目の前から脅威が去り、緊張の糸がプツンと切れて、アウルは思わずため息を吐き出す。
するとクロウがこちらの頭に手を置いてきて、「よく頑張ったな」と言ってくれて、アウルは達成感に似た気持ちに満たされたのだった。
その後、ふたりは従者を連れて屋敷へと帰っていく。
帰り道でもクロウは手を繋ぎ続けてくれて、再び領民たちから奇怪な目を向けられることになった。
それでもクロウは手を離さない。怖い思いをしたから少しでも心を和らげるために、という意思を感じる。
そんな優しさを受けて、アウルは不意に罪悪感を募らせてしまった。
「……ごめんなしゃい」
「なぜアウルが謝るんだ?」
「だって、みんなにめいわくかけた……」
今もこうして領都の人たちから視線を集めてしまっている。
しかしクロウはなんでもなさそうに肩を竦めると、言い聞かせるように慰めてくれた。
「迷惑をかけてきたのはアウルの父と母だろう。アウル自身はなにも悪くないではないか」
「でも、ぼくのせいであのひとたち、クロウおにいしゃまの町にきたから」
悪いのはあの人たち。そう頭ではわかっていても募る罪悪感は簡単に抑えることができない。
そして改めてこれだけは聞いておかなければならないと思い、アウルは意を決してクロウに問いかけた。
「ぼく、ここにいてもいいんでしゅか?」
ここまで迷惑をかけてしまった。
クロウの貴重な時間を奪ってしまった。
だからここにいてはいけないのではないかと思ってしまった。
そう尋ねられたクロウは、心なしか微笑み、嬉しい答えを返してくれた。
「好きなだけいるといい」
「……」
「アウル自身が迷惑をかけてしまったと罪悪感を抱くのは、もう勝手にすればいいさ。そしてその償いをしたいというのであれば、むしろうちの屋敷にいてくれ」
「……どうしてでしゅか?」
「アウルがうちに来てから、屋敷の雰囲気がよくなったと皆が口々に言っている。それになにより、俺自身がアウルにうちにいてほしいと思っているんだ」
ちょうどその時、人気の多い通りを抜けて屋敷の門前に辿り着き、クロウが足を止めて目の前で屈む。
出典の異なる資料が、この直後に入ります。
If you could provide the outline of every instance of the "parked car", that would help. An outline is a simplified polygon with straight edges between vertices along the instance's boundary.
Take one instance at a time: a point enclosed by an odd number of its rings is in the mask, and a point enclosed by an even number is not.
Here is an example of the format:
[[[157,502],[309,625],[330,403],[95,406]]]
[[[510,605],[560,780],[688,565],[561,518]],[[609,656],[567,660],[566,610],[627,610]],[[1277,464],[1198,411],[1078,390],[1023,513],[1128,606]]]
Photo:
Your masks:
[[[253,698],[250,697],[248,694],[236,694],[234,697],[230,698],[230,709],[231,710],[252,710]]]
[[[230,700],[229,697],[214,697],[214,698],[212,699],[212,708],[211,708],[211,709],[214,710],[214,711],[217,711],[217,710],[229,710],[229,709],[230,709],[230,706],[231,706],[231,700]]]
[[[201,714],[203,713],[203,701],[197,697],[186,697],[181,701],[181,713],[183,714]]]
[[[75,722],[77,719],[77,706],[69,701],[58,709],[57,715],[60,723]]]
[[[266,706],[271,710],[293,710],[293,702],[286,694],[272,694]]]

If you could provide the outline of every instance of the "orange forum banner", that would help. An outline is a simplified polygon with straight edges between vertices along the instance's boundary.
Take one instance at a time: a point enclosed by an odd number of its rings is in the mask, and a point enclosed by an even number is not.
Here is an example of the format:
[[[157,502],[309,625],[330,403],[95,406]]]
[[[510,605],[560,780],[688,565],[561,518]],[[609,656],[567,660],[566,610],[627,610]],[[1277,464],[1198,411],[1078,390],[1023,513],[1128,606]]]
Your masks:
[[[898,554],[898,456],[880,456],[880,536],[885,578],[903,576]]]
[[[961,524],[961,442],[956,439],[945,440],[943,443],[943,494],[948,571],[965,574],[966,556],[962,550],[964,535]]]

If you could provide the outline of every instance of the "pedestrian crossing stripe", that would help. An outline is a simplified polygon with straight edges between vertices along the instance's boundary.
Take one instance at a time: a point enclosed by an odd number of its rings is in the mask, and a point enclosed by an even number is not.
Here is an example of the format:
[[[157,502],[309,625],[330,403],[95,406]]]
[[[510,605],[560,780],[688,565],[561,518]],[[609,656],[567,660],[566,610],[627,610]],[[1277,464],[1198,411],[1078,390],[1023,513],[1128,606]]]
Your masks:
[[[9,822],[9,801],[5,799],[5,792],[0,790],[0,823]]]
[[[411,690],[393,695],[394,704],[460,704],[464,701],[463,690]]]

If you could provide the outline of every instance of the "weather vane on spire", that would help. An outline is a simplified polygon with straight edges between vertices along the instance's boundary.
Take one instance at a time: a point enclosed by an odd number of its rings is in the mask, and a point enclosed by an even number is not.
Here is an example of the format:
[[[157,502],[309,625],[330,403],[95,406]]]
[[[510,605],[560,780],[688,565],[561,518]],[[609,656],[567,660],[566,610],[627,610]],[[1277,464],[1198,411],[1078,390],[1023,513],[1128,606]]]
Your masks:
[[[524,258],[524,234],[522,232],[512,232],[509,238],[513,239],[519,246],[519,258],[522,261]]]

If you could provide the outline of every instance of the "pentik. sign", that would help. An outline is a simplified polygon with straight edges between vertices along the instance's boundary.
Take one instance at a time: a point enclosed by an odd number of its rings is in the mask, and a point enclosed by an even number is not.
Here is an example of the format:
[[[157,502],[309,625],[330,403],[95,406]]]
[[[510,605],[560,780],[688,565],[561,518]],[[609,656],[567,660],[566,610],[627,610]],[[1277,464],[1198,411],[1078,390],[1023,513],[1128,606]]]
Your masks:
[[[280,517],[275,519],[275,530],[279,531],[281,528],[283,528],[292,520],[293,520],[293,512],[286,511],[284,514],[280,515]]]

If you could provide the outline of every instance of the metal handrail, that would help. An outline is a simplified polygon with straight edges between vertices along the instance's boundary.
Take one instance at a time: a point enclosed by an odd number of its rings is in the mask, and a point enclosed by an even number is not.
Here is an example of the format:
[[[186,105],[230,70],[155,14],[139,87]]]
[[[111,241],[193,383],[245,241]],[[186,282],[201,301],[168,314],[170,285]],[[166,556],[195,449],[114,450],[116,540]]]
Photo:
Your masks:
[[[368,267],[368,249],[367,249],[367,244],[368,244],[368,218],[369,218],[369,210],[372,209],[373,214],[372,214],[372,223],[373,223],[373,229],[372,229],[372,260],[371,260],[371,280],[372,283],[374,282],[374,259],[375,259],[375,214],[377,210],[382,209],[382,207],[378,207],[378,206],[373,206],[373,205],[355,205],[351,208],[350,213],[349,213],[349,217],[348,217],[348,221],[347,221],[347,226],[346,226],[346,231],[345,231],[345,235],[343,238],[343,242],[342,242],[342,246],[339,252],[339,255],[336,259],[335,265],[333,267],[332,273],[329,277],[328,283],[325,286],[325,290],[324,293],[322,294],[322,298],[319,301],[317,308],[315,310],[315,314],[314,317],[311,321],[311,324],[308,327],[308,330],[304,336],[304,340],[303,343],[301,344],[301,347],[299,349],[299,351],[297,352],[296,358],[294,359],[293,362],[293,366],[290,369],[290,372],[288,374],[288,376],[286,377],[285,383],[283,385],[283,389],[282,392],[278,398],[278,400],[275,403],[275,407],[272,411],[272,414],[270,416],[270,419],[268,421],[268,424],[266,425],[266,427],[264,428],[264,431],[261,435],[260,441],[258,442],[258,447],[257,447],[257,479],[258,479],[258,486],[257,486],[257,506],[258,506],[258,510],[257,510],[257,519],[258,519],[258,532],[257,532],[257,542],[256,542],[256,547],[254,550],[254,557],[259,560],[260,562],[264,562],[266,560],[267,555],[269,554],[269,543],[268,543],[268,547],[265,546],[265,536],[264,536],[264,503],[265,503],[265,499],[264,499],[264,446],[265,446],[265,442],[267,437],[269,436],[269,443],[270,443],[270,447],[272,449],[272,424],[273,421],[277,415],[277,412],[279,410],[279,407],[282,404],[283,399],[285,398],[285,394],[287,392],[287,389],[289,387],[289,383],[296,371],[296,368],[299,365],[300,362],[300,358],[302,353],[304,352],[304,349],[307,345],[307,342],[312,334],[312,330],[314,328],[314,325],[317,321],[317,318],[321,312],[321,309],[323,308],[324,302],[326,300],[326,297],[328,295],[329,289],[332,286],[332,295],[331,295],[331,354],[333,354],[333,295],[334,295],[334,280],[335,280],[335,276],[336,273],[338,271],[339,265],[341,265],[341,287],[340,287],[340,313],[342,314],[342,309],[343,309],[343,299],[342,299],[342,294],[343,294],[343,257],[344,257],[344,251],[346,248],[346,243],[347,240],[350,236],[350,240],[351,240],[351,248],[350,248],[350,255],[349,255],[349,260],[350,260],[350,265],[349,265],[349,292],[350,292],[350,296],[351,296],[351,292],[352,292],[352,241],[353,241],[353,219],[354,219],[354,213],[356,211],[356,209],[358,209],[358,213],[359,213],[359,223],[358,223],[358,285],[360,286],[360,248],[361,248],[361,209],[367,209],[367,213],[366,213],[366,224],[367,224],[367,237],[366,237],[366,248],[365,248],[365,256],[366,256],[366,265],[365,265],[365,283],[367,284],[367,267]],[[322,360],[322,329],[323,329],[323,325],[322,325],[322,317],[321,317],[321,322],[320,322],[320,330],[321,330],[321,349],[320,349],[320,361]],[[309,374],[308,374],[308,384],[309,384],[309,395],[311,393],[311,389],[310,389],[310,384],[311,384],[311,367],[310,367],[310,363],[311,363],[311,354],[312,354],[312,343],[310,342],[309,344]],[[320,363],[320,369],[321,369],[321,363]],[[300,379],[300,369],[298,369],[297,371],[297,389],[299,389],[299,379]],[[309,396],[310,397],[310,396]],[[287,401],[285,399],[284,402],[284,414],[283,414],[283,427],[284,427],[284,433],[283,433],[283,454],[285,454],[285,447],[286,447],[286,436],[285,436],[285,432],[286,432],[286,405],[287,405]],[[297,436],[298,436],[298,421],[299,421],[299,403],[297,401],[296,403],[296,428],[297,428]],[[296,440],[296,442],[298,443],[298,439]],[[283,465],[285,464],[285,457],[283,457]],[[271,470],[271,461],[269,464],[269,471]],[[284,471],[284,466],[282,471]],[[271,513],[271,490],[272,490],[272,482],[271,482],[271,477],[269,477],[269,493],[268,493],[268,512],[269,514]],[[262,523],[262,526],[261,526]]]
次いで彼はおもむろにアウルの背中に両腕を回すと、少し躊(ため)躇(ら)いがちに抱きしめてきた。
優しいその行為が、一緒にいたいという素直な彼の言葉が、弱っていたアウルの心を温かくしていく。
屋敷の雰囲気をよくすることができていて、みんながそんなことを言ってくれていたなんて、自分では気が付いていなかった。
そしてクロウが屋敷にいてほしいと思ってくれていたことに、心の底から嬉しさが湧いてくる。
「だからアウルが、一緒にいたいのはこちらの方だと奴らに言ってくれて、本当によかったと思っている」
彼は抱擁する腕にぎゅっと力を込めて、さらに身を寄せながら、あの屋敷にいてもいい理由を与えてくれた。
「これから先もずっと一緒にいてほしい。それこそが俺含め、屋敷の人間たちへの一番の恩返しになるから」
「……はい!」
実父と継母がやってきたのは思いがけない出来事だったけれど、改めてこの場所にいてもいいと言葉にしてもらうことができて、アウルは心から安堵したのだった。